NICE have just released their updated guidelines on lipid modification for both primary and secondary care.  These have led to a lot of debate about the pros and cons of reducing the threshold for starting statins in patients with a cardiovascular risk of 20% to 10%.  It may also have ramifications in terms of workload for general practice in terms of monitoring statin use.


Health Education England have also just released their report on how to shore up the falling numbers of GPs.  The report focuses on the shift of hospital training jobs to general practice, although how this work when current GP training vacancies are underfilled is yet to be seen.


Finally, there was an excellent Radio 4 programme on assisted dying. There is currently a bill going through the House of Lords and the debate on Radio 4 is very thought provoking, especially as caring for dying patients forms such an important part of a GP’s daily work.


The Liverpool Care Pathway: Independent Review

The Department of Health has now published the report on the Liverpool Care Pathway.  Both the RCGP and the BMA have released their initial responses.


Parts that stood out for me included:


“Clinicians should be required to demonstrate proficiency in caring for the dying, doctors as part of each five-year cycle of revalidation” (p.10)


“significant lack of clarity over the meaning of the term ‘end of life.’ Variously, ‘end of life’ covers the last year of life of a person with a chronic and progressive disease, the last months, the last weeks or – for the LCP – the last hours or days of life: in short, the dying process” (p.13)


“the GMC’s guidance makes clear, as a matter of good practice and respect, the clinician should explain their thinking, ensure it is understood, and offer referral for another opinion if appropriate. This is the proper process of joint decision-making.” (p.25)


“There can be no clinical justification for denying a drink to a dying patient who wants one, unless doing so would cause them distress” (p.28)


“During the relatives’ and carers’ sessions held by the Review, numerous people recounted that agreement not to attempt cardiopulmonary resuscitation had been taken by the clinical staff as a proxy for agreement to start the LCP. This is completely inappropriate” (p.32)


“a named consultant or GP should respectively take overall responsibility for the care of patients who are dying in hospital or the community” (p.37)


It will be interesting to see where we go next from here and whether or not care for dying patients will improve.  As a training scheme we will need to reflect on our approach to helping GP trainees learn about the management of dying patients.  Some thought provoking blogs from other doctors in the NHS can be found here: Dr Phil Berry “An Opaque Code: the Liverpool Care Pathway and a gap in perception”, Dr Claire Dow “Musings on the LCP” and Dr Elin Roddy “End of Life Care in hospital – a twitter conversation”.

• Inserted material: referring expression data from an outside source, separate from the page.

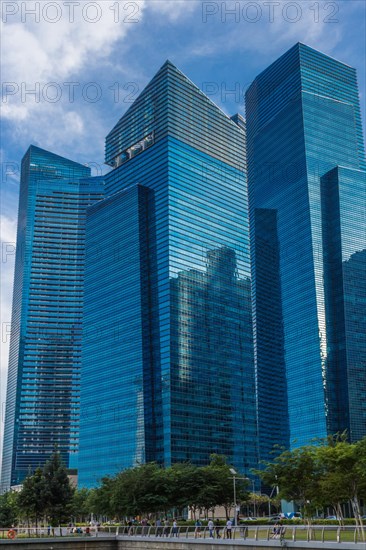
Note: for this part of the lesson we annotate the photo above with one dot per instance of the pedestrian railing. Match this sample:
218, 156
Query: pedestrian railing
293, 533
318, 533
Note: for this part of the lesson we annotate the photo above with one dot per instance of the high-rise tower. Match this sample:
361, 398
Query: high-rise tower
167, 362
307, 195
42, 408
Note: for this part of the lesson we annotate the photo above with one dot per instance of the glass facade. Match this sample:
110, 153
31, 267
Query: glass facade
167, 361
306, 181
42, 408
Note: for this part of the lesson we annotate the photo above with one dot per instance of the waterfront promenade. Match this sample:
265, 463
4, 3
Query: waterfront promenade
255, 538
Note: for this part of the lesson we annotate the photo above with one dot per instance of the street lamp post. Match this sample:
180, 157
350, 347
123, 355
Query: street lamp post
234, 474
254, 497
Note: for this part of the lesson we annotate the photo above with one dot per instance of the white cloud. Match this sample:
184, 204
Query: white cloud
41, 58
173, 10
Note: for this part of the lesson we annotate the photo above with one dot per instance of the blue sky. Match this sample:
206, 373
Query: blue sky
86, 62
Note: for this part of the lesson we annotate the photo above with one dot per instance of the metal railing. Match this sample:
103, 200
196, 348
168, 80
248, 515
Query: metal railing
304, 533
243, 532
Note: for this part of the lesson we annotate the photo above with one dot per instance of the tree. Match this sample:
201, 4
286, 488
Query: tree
32, 498
8, 509
59, 491
296, 474
343, 474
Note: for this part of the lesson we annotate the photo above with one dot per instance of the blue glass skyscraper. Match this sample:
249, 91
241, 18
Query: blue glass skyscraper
167, 360
42, 408
306, 178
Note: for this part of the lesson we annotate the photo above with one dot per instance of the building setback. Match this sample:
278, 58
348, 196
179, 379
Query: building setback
167, 361
42, 407
306, 178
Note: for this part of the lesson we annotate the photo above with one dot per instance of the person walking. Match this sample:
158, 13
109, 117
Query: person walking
175, 528
197, 531
229, 526
217, 529
144, 527
159, 528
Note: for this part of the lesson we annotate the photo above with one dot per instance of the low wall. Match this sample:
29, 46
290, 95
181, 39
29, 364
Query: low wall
119, 543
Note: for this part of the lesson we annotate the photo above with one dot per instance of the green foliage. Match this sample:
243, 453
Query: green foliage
47, 492
8, 509
151, 489
329, 473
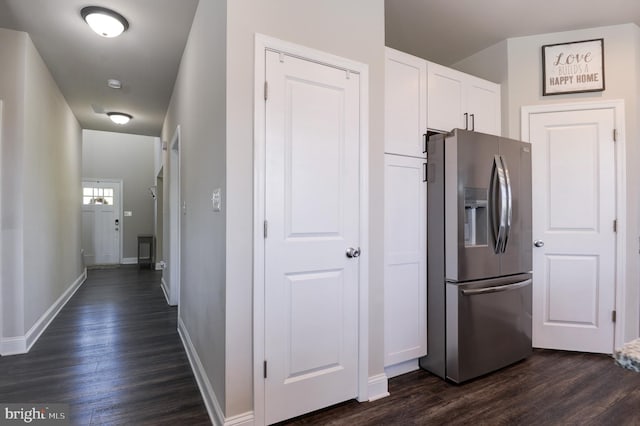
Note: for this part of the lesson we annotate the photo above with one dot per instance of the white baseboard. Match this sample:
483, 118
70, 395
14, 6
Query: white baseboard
206, 390
165, 290
378, 387
23, 344
401, 368
244, 419
13, 346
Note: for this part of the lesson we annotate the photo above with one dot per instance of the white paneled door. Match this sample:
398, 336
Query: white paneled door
312, 214
574, 209
101, 222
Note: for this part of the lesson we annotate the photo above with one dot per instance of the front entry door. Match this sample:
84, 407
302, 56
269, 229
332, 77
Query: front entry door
312, 214
101, 222
574, 199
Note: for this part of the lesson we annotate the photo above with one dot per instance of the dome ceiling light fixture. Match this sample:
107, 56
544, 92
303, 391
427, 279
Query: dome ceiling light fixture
119, 117
114, 83
105, 22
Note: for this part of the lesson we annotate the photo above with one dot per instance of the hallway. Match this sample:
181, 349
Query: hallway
113, 354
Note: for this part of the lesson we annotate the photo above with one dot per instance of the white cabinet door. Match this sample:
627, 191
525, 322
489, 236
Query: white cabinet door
405, 274
483, 105
459, 100
405, 104
446, 92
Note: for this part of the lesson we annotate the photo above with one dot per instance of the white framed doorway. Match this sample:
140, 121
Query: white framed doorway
308, 379
579, 224
102, 224
175, 215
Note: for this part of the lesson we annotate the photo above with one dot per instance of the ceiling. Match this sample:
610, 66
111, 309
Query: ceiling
446, 31
147, 56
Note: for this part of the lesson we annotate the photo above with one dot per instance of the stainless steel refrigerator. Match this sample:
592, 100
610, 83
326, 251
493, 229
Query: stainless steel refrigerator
478, 254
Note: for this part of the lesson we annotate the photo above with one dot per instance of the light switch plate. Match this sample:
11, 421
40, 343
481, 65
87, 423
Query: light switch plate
216, 199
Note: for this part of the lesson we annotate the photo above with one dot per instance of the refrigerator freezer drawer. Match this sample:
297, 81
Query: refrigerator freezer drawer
488, 325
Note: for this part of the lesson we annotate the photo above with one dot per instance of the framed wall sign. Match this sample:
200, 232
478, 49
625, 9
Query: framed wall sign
574, 67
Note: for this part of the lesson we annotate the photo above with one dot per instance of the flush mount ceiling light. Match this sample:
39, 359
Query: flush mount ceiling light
114, 84
104, 22
119, 117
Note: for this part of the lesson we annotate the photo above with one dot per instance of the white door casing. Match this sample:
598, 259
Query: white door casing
102, 225
310, 299
576, 271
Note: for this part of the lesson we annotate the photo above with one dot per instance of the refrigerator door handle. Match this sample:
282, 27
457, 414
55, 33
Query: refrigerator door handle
496, 289
499, 218
509, 209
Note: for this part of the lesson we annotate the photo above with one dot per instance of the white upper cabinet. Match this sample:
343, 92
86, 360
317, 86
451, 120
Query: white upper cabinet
405, 104
483, 105
459, 100
446, 88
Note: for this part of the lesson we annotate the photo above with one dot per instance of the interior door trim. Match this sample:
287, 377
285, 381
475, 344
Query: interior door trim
263, 43
625, 328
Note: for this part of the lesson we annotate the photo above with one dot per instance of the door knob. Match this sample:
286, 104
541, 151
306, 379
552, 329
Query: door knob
353, 252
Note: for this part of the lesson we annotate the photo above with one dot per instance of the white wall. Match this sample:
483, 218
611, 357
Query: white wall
41, 195
352, 29
198, 106
51, 191
622, 80
12, 82
128, 157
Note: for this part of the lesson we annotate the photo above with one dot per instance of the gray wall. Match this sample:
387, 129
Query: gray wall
128, 157
217, 151
198, 106
622, 73
41, 151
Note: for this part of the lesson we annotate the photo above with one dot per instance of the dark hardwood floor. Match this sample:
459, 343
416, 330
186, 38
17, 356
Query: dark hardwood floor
113, 354
549, 388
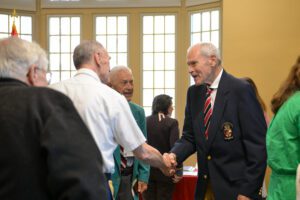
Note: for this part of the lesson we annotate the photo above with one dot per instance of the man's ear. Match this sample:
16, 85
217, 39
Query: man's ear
97, 58
32, 75
213, 60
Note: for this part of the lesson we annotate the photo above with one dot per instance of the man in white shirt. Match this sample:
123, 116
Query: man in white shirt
105, 111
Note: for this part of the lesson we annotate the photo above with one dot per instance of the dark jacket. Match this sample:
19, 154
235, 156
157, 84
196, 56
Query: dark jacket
46, 151
234, 160
161, 135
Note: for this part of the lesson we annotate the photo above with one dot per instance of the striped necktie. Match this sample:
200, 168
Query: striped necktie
123, 159
207, 110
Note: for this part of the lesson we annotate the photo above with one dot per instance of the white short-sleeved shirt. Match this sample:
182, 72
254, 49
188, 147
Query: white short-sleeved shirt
105, 112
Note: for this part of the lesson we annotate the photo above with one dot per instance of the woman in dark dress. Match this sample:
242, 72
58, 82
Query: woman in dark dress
162, 133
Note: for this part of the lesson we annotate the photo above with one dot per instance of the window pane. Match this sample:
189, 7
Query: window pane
54, 44
205, 21
158, 55
75, 25
102, 40
148, 24
26, 25
65, 44
148, 43
148, 79
170, 24
170, 79
54, 61
65, 61
113, 37
65, 26
170, 61
159, 43
100, 25
159, 79
54, 26
196, 37
66, 36
4, 23
159, 24
205, 27
159, 61
158, 92
196, 22
147, 97
214, 20
113, 59
122, 59
112, 25
122, 25
55, 77
3, 35
170, 43
75, 40
65, 75
26, 37
215, 38
112, 43
205, 37
148, 110
122, 43
148, 61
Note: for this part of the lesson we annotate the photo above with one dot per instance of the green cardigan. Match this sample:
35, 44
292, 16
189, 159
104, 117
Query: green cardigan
140, 170
283, 148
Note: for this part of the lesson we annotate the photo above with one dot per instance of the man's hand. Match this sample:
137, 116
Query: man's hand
176, 178
170, 164
242, 197
142, 186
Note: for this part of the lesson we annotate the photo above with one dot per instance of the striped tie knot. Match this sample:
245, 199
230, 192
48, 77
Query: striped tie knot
207, 109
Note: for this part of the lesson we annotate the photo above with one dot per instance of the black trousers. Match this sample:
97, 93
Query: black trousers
159, 190
125, 191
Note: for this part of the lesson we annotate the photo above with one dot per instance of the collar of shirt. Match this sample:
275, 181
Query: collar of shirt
216, 82
88, 72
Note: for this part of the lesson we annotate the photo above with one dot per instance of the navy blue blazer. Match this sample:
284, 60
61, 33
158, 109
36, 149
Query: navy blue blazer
233, 158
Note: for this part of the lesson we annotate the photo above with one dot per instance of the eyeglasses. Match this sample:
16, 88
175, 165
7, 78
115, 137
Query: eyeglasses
48, 77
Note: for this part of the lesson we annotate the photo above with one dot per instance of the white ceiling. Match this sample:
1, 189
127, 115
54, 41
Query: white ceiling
31, 4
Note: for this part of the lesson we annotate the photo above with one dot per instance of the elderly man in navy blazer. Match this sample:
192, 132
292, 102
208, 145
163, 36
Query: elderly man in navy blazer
225, 125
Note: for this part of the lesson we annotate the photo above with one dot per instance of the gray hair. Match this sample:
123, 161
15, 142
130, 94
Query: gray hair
207, 49
17, 56
84, 51
116, 70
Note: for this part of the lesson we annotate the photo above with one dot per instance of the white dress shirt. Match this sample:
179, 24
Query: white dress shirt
105, 112
215, 86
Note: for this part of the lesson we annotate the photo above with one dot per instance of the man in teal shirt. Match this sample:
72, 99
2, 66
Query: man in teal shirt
131, 175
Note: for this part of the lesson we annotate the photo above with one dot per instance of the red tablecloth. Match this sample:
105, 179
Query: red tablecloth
185, 188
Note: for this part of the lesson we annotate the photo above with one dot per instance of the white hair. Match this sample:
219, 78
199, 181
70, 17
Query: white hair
116, 70
17, 56
208, 49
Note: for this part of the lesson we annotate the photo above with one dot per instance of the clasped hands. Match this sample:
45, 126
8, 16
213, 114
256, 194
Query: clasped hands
170, 164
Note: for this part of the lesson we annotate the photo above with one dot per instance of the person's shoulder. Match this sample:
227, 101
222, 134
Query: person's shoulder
49, 94
295, 99
234, 83
135, 106
171, 120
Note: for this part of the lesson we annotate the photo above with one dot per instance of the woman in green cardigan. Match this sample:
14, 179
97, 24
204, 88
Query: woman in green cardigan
283, 138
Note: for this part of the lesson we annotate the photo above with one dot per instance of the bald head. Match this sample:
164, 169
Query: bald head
121, 80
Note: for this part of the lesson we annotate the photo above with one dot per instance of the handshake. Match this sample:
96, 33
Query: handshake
170, 163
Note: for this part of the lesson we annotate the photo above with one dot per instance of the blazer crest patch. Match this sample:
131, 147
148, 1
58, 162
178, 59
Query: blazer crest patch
227, 131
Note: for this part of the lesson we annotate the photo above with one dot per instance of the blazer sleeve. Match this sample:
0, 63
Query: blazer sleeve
143, 169
74, 162
253, 128
185, 146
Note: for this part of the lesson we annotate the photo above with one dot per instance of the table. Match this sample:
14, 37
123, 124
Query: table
185, 188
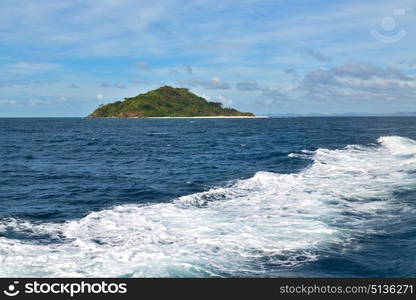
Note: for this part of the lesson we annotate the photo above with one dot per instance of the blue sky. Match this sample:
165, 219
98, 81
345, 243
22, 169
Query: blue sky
64, 58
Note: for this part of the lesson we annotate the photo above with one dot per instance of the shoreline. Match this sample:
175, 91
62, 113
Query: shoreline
197, 117
211, 117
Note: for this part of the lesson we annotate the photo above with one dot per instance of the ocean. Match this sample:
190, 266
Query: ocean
276, 197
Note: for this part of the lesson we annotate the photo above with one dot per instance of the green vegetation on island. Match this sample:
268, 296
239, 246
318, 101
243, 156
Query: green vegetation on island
165, 101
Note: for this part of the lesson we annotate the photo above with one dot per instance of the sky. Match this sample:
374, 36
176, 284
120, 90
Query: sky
64, 58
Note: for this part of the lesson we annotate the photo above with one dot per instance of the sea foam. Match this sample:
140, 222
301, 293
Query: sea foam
279, 220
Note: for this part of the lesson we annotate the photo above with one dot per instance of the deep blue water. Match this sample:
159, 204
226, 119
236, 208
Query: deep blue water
264, 197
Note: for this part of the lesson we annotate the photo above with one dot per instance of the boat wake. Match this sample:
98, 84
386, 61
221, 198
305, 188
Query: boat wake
278, 220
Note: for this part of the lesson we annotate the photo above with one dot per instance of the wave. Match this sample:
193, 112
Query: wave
278, 220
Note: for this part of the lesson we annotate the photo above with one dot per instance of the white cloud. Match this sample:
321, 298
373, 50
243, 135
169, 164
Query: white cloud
7, 101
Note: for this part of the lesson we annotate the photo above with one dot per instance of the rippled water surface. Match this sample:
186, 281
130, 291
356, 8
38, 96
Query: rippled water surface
208, 197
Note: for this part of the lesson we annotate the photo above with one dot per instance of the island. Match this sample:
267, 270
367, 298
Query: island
167, 102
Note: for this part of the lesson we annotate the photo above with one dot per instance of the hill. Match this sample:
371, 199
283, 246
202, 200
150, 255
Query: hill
165, 101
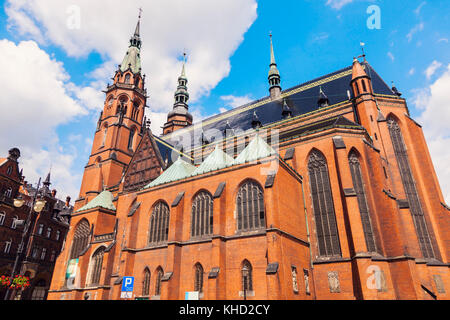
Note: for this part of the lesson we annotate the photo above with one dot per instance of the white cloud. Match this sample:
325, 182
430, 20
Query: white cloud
432, 68
338, 4
235, 101
414, 30
435, 119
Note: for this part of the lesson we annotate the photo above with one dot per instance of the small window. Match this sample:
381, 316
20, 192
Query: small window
14, 222
35, 252
43, 253
8, 192
294, 279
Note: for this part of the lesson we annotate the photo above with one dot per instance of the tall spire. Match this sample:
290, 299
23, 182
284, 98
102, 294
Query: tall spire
274, 74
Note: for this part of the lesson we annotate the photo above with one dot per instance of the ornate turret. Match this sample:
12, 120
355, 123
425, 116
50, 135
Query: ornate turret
274, 75
323, 99
179, 117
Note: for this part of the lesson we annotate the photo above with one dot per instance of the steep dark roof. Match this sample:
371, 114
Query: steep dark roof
300, 99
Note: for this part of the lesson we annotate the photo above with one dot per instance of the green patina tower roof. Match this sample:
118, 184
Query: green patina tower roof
103, 200
132, 58
256, 149
215, 161
180, 169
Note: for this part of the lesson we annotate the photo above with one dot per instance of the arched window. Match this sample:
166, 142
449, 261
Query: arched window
358, 185
2, 218
96, 266
39, 290
14, 222
326, 227
80, 239
146, 283
159, 275
131, 139
159, 223
250, 207
410, 188
246, 276
202, 215
198, 280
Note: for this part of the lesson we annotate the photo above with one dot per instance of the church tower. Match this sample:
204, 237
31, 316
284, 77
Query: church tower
179, 117
120, 125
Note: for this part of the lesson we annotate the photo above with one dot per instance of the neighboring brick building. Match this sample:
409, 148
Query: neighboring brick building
47, 231
326, 191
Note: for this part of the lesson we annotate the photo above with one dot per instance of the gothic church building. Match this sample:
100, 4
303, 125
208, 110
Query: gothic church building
321, 191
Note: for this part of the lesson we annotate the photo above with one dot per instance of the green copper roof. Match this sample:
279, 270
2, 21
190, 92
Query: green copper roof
215, 161
256, 149
180, 169
103, 200
131, 58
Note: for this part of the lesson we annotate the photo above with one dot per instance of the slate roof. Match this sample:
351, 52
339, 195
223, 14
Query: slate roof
103, 200
300, 99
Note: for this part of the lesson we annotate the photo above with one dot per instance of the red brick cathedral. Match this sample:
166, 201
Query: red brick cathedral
322, 191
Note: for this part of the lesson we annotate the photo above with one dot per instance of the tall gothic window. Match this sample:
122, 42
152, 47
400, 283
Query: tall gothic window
198, 281
250, 207
96, 266
202, 215
146, 283
410, 188
358, 185
80, 239
325, 218
159, 223
159, 275
247, 276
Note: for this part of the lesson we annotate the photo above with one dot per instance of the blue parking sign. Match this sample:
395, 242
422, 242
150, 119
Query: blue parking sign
127, 284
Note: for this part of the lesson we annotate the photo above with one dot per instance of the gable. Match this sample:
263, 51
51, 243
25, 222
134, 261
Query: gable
145, 165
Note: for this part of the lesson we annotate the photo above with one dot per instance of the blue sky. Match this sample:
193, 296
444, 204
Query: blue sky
228, 55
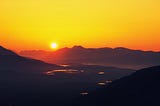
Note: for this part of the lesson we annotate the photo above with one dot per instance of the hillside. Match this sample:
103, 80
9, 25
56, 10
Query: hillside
138, 89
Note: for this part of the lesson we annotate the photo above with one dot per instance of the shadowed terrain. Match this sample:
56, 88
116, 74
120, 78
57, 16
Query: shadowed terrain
117, 57
30, 82
138, 89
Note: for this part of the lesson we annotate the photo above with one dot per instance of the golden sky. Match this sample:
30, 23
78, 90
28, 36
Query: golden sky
34, 24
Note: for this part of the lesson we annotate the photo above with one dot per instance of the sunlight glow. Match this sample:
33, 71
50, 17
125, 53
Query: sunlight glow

Further resources on the LCP can be found here.


End of Life Care: The Liverpool Care Pathway

The Liverpool Care Pathway (LCP) has come under increasing scrutiny in recent months.  Originally created as “a model of care which enables healthcare professionals to focus on care in the last hours or days of life when a death is expected.” (The National End of Life Care Programme) the LCP has been criticized in some sections of the press, who have led with emotive headlines.


Even within the medical profession there are conflicting opinions.  In one survey 90 % of doctors said that they would want to be placed on the LCP if they had a terminal illness.  However other voices within the profession have raised concerns about patients being placed on the LCP who may have a chance of recovering.


Amidst these conflicting points of view a different approach has been taken by Guy’s and St Thomas’ NHS Foundation Trust.  They have produced a tool known as the AMBER care bundle©, which aims to provide “greater clarity around preferences, and plans about how these can be met”.  It would appear that this tool takes into account (to a greater degree than the LCP) the uncertainty that surrounds the accurate identification of patients who are dying and allows for a more flexible management plan.


With an independent review of the LCP currently being undertaken by the Department of Health there is likely to be further scrutiny and debate.  As GP Trainees you will be caring for patients, and their relatives, who require end of life care and who will have their own views and thoughts about tools such as the LCP.  It is important that you are able to recognise how patients’ concerns may be shaped by personal, local and national factors.


Further resources can be found here: RCGP, The Marie Curie Palliative Care Institute and and the BMJ (care of the dying patient in the community and hospital).  Local information: National End of Life Care Profile for Barnsley PCT (2012) and Barnsley Hospice.